Bit Spicy

Singapore-inspired spices

Sweet and Sour Pork

Recipe, South East Asian PorkElizabeth Anderson

Sweet and sour pork is such a classic Chinese dish. Once you have all the ingredients together it is, like all these recipes, very quick and easy. The pork is perfect in an air fryer, but if you don’t have one, do not be afraid of cooking the pork it the traditional way in a wok as it is very simple - just get the oil really hot and use a slotted spoon to add and remove the pieces, making sure they are well coated with the batter. Do a few at a time and it doesn't take long. Serves 3-4

Ingredients

For the marinade:

  • 450g lean pork, cut into 2cm cubes

  • 1 tsp ground white pepper

  • 1 tsp salt

  • 2 tbsp corn flour

  • 2 tbsp chinese rice wine

  • 2 tsp sesame oil

For the sauce:

  • 2 tbsp brown sugar

  • 2 tbsp tomato ketchup

  • 2 tbsp rice vinegar (or white vinegar)

  • 1 tbsp brown sauce

  • 1 tbsp chinese rice wine

  • 1 chicken stock cube

  • 2 tbsp sweet chilli sauce

  • juice from a small can unsweetened pineapple pieces (use the pineapple below)

Other ingredients:

  • 1 bell pepper (or 2 different coloured halves), chopped

  • 1 medium, carrot, cut into small sticks

  • 1 medium onion, roughly chopped

  • 2 cloves garlic with a thumb-sized piece of unpeeled ginger, blitzed together

  • pineapple pieces from the tin

For the batter:

  • 1 egg, beaten

  • 4 tbsp corn flour

  • oil for deep frying, if using this method

Recipe

  1. Combine the ingredients for the marinade and leave for several hours.

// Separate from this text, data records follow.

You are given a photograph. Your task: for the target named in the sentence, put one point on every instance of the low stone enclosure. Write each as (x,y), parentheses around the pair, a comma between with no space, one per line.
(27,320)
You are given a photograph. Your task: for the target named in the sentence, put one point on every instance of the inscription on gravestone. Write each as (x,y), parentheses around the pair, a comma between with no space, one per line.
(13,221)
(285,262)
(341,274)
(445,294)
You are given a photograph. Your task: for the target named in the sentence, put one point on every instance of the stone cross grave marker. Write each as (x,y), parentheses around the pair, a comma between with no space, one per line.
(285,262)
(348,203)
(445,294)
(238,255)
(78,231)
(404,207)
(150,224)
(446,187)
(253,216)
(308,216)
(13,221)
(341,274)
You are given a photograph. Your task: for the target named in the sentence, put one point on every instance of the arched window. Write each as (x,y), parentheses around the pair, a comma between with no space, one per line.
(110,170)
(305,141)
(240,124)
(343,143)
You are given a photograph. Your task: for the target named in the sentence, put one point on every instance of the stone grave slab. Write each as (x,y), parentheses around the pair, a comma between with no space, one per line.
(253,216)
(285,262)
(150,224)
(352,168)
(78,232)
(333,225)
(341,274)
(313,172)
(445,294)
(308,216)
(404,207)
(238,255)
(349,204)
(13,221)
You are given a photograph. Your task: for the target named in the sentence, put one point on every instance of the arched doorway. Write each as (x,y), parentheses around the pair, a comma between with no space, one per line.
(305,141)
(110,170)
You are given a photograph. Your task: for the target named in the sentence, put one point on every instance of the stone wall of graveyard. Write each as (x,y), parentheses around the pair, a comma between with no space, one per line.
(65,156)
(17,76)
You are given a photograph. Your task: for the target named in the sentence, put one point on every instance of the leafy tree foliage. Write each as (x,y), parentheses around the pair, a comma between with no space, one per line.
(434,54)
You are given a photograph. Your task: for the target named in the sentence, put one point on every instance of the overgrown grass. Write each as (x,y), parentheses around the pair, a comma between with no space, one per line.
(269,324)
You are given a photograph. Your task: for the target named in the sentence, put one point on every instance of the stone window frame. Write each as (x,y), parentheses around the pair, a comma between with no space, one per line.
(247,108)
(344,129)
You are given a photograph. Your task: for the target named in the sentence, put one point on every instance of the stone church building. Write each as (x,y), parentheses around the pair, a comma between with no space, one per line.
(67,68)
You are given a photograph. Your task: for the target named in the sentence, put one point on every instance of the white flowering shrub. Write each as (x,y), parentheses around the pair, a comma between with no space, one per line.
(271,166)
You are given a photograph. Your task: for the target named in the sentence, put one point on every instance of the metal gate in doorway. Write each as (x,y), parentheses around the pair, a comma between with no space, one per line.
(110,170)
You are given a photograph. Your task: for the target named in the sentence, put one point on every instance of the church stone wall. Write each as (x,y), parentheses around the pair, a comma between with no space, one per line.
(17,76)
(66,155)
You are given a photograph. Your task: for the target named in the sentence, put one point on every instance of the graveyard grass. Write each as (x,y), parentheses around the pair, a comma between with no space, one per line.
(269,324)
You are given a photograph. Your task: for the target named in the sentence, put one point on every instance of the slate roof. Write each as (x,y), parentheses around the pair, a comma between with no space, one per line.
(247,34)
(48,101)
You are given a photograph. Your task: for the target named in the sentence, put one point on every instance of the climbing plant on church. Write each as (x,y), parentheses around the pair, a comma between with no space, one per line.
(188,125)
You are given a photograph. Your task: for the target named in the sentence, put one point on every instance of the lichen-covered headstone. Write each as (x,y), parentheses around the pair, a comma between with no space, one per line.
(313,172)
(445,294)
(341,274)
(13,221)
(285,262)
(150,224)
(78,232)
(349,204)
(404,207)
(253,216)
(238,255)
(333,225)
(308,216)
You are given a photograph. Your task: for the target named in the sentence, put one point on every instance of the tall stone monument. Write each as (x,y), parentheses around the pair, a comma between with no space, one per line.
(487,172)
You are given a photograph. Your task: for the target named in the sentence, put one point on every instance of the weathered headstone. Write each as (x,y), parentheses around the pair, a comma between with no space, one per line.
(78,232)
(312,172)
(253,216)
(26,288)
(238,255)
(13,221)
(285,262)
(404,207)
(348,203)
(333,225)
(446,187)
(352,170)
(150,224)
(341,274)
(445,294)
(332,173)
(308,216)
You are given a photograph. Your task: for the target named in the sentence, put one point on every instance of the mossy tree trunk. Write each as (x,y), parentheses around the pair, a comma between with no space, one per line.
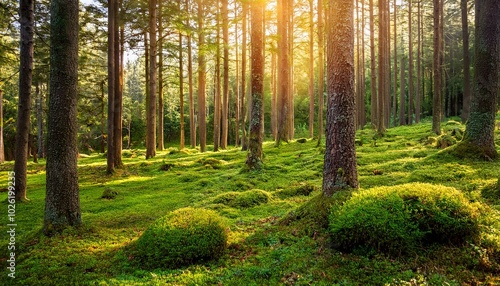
(254,158)
(340,157)
(27,21)
(479,138)
(62,203)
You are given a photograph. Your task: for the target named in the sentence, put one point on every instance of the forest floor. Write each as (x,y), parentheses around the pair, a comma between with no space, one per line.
(261,250)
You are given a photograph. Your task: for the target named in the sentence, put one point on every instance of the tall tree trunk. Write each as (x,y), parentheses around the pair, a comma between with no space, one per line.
(340,157)
(27,21)
(479,137)
(192,118)
(465,35)
(437,98)
(244,12)
(311,68)
(201,78)
(254,158)
(217,90)
(383,67)
(62,201)
(119,46)
(418,93)
(161,107)
(402,119)
(395,44)
(321,69)
(181,90)
(2,150)
(410,64)
(151,108)
(225,88)
(111,86)
(283,72)
(373,72)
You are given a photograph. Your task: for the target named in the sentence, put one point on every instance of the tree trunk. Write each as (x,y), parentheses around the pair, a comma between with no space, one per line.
(111,86)
(311,69)
(201,78)
(465,34)
(161,107)
(340,157)
(479,137)
(225,88)
(437,106)
(283,72)
(418,93)
(410,64)
(254,158)
(244,139)
(321,71)
(27,21)
(62,202)
(181,90)
(192,118)
(373,83)
(2,150)
(151,107)
(119,46)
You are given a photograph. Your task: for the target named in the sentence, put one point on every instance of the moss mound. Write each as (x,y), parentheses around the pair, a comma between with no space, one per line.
(183,237)
(245,199)
(303,189)
(402,219)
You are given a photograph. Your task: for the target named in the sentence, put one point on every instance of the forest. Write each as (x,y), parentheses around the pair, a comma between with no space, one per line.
(249,142)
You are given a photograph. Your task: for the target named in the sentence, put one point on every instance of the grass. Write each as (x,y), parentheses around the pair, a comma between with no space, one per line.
(262,249)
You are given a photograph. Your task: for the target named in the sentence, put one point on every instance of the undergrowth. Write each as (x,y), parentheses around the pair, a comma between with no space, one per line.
(276,236)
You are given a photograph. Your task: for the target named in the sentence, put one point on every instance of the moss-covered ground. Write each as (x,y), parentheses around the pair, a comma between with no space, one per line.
(268,245)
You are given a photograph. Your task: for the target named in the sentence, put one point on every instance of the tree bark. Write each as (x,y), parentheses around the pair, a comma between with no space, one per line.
(283,72)
(225,87)
(340,157)
(201,78)
(151,107)
(254,158)
(467,89)
(62,203)
(437,98)
(27,21)
(479,134)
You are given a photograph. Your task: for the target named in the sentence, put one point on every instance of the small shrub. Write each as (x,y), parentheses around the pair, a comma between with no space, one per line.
(183,237)
(109,194)
(303,189)
(246,199)
(401,219)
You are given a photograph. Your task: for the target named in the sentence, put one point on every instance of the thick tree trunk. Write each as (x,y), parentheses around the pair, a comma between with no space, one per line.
(373,83)
(437,98)
(161,107)
(311,69)
(340,157)
(321,70)
(254,158)
(201,79)
(225,87)
(111,86)
(2,150)
(151,107)
(192,118)
(119,46)
(479,137)
(62,202)
(283,72)
(27,21)
(465,34)
(244,139)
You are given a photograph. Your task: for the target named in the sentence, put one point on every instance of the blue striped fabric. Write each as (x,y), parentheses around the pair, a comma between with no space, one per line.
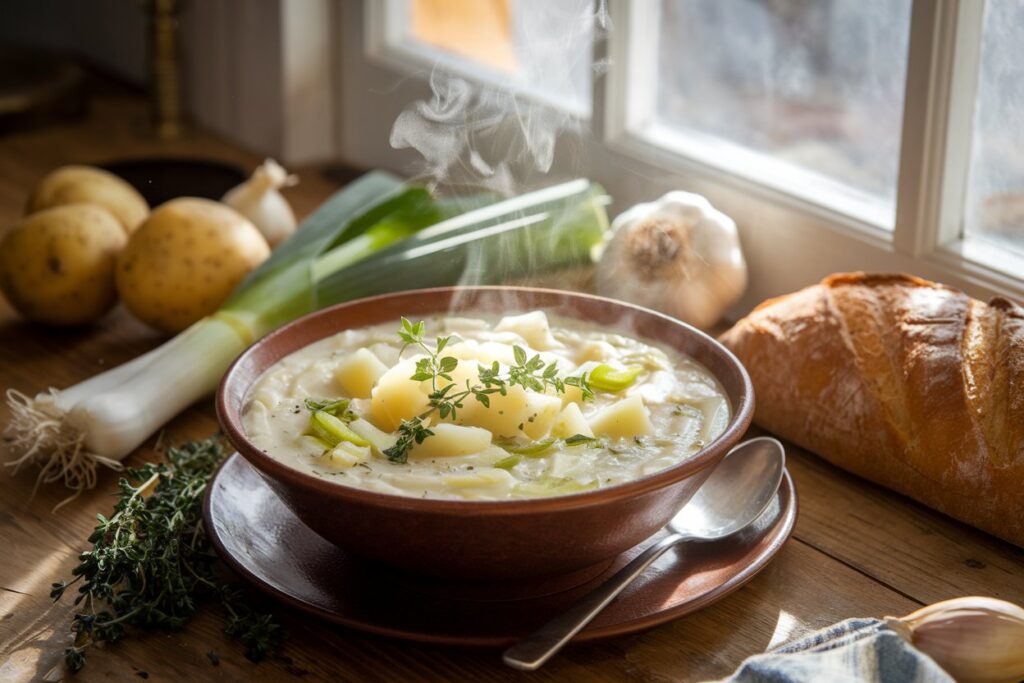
(857,650)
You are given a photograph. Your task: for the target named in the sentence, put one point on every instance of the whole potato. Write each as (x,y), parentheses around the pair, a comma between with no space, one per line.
(73,184)
(56,266)
(184,260)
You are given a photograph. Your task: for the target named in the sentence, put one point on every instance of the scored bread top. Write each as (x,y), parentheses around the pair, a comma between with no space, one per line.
(903,381)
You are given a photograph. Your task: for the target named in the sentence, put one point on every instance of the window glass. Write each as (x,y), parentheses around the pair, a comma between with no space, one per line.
(995,189)
(812,84)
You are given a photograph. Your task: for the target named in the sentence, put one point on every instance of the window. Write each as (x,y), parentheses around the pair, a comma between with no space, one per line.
(840,134)
(809,94)
(994,207)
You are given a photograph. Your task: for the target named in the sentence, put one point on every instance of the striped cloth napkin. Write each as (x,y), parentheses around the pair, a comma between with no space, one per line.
(857,650)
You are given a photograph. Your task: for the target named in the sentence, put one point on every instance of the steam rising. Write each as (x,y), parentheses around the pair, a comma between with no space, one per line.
(504,139)
(475,136)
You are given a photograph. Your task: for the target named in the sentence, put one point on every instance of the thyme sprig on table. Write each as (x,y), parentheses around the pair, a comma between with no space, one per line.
(531,374)
(152,564)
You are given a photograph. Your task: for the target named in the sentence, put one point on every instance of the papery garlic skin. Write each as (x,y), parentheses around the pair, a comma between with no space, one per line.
(678,255)
(258,200)
(974,639)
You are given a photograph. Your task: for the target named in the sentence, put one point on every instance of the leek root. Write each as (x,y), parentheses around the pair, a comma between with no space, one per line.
(368,239)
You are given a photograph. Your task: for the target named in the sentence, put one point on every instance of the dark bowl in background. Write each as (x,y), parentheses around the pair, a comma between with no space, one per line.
(160,179)
(502,540)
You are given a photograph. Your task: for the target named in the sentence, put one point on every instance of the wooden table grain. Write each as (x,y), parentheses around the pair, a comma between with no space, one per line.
(857,551)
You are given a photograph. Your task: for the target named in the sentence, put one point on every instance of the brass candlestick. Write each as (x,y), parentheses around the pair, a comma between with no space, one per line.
(165,69)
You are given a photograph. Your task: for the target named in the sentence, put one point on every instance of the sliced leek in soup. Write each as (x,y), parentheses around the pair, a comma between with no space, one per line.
(482,409)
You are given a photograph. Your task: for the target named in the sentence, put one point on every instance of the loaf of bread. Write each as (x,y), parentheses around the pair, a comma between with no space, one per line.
(905,382)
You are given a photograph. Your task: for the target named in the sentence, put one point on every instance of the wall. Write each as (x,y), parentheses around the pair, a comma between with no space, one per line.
(261,73)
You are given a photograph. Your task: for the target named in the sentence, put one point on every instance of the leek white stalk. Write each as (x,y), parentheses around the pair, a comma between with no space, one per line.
(368,239)
(974,639)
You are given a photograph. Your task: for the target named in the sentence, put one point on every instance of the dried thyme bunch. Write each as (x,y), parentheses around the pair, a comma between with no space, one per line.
(152,563)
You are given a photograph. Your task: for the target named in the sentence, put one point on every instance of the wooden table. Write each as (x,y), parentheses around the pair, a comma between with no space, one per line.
(858,550)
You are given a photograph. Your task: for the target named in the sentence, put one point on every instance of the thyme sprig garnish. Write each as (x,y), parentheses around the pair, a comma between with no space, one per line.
(152,564)
(532,374)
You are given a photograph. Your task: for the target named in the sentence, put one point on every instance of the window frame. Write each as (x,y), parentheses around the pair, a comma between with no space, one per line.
(790,239)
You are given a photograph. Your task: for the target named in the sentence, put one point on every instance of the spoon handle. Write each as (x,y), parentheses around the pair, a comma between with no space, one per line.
(538,647)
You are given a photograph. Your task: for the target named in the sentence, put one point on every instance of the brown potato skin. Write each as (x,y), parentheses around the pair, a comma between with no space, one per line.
(184,260)
(56,266)
(86,184)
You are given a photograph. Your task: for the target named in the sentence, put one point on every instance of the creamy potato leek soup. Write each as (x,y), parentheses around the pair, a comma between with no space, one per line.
(484,409)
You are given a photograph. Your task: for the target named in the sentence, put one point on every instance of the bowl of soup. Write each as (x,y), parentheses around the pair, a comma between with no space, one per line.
(488,432)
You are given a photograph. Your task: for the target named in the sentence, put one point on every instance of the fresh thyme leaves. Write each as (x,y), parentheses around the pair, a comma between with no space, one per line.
(409,432)
(152,563)
(531,374)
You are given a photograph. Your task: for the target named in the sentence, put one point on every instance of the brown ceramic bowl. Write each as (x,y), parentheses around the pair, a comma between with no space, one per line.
(470,540)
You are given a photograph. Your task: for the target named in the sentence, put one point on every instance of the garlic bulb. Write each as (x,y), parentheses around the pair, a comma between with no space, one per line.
(258,200)
(975,639)
(678,255)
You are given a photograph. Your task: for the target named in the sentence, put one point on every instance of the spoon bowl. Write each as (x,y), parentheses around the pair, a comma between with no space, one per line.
(731,499)
(735,494)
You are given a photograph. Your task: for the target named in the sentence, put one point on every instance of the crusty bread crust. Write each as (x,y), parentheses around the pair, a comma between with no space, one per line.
(905,382)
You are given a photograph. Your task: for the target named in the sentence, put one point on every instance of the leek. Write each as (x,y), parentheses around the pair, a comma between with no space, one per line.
(375,236)
(611,379)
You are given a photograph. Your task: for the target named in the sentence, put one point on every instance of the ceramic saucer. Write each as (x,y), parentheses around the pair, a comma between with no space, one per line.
(260,539)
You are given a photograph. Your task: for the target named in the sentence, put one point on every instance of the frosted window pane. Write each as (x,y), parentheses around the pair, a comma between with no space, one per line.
(540,46)
(817,84)
(995,190)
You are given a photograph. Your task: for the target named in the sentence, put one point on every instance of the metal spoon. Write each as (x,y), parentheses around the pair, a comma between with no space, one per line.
(733,497)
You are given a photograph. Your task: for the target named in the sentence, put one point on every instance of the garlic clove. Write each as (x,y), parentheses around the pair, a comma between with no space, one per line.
(258,200)
(678,255)
(974,639)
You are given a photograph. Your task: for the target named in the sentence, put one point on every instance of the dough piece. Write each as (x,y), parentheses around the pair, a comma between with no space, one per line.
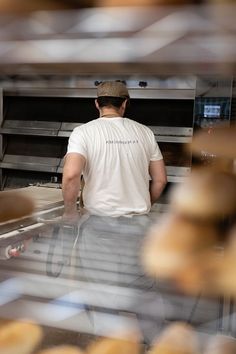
(19,337)
(206,194)
(62,349)
(178,338)
(114,346)
(221,344)
(170,245)
(221,142)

  2. Mix together the sauce ingredients.

  3. Add the egg and extra corn flour for the batter to the pork marinade and mix well until sticky.

  4. Heat some oil in a small wok or pan, to a depth of 5cm. When the oil is really hot (drip a bit of batter in it and watch till it rises to the surface and goes golden), fry the pork pieces in about 4 batches, turning over during the cooking process so they are uniformly a golden brown, and place in a medium oven to keep warm.

  5. In a different pan or wok, flash-fry the onion with the garlic and ginger in 1 tbsp oil until the onion is soft. Add the other vegetables and pineapple, cook for a couple of minutes and then add the sauce and bring to the boil. The sauce will thicken.

  6. When ready to serve, place the pork in a serving dish and pour the sauce over.

  7. Serve with plain rice or a simple fried rice.